Ok, dai…meglio così…bando alla burocrazia!!

Prendo la strada che porta alla spiaggia, e qui mi fermo, perchè vi racconterò in un altro pezzo quello che ho visto “a mare”.

Per rientrare al Byotell invece, non mi restava che aspettare un taxi che mi riportasse indietro. Per fortuna, ce n’era uno rimasto disoccupato che faceva al caso mio. Auto più moderna delle altre, una Fiat ma un modello sconosciuto. L’uomo partito a razzo si tuffava nel traffico dell’ora di punta, con l’unico difetto che a Istanbul è sempre ora di punta. Strombazza a destra, supera a sinistra, stavolta sembrava andasse meglio. Poi di nuovo le code chilometriche, altri venditori che offrivano la merce. Ad un angolo, il taxi si ferma e l’autista appella l’uomo delle ciambelle posizionato con il suo carretto in posizione strategica, ne ordina due, poi rivolto a me me ne offre una…servizio proprio completo…ma rifiuto…per educazione (si dice così no?) Eccome me la sarei mangiata una volta che nell’abitacolo si spargeva la fragranza “ciambellosa”. Ok dai…di nuovo nel marasma più totale.

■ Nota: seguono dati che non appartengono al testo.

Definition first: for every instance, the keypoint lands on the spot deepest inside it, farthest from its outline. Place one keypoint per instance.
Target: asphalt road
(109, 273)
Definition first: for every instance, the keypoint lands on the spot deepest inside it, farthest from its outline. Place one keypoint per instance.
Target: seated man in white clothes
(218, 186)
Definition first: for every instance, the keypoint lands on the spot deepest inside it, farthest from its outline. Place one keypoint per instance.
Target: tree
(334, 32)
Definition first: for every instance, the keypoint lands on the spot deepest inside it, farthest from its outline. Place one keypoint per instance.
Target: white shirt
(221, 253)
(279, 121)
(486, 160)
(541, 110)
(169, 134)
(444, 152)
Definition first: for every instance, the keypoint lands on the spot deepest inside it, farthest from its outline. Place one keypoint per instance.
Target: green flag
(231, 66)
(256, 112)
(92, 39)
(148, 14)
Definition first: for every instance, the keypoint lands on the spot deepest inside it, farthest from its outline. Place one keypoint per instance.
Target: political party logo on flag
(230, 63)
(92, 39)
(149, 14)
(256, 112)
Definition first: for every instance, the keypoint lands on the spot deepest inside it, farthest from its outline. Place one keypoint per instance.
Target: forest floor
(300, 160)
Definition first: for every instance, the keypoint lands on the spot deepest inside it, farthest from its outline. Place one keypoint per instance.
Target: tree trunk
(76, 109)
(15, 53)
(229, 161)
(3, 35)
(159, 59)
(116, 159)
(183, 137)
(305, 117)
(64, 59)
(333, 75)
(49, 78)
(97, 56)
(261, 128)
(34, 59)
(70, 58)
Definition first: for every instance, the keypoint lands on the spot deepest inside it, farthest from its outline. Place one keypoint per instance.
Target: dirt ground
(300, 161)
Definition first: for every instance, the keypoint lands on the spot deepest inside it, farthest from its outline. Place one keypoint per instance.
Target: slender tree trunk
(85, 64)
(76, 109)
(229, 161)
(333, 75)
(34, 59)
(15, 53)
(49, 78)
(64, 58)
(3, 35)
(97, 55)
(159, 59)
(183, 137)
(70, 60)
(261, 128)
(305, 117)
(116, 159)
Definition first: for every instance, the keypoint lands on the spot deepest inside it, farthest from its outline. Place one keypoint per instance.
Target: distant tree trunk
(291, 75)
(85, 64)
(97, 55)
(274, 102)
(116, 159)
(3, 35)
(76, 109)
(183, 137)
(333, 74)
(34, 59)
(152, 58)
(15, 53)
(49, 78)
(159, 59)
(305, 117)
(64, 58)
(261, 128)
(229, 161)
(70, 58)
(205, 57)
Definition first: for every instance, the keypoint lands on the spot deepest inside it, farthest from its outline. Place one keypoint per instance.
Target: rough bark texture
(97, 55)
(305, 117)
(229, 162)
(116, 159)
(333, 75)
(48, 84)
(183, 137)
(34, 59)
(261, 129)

Dimenticavo. Ad Istanbul non esistono i sensi unici. Tutte le vie, anche quelle più strette, sono percorse in entrambi i sensi di marcia. Ad un incrocio l’ultima scenetta della giornata. Quadrivio: fila in senso opposto al nostro, vie, tutte e quattro impegnate, ad un certo punto, una donna al volante di un SUV, non lascia passare il nostro taxi che voleva svoltare a sinistra, con conseguente imprecazione del tassista, ma dal camion, che veniva dalla strada che noi volevamo imboccare, scendeva un energumeno che minaccioso si avvicinava al fuoristrada della donzella, apriva la portiera e…se la donna prontamente non la richiudeva non so come sarebbe andata a finire.

Il Byotell era lì a due passi, per fortuna era l’ultimo tragitto della giornata, perchè il prossimo…lo farò a piedi, perchè Istanbul…non è Pinarella!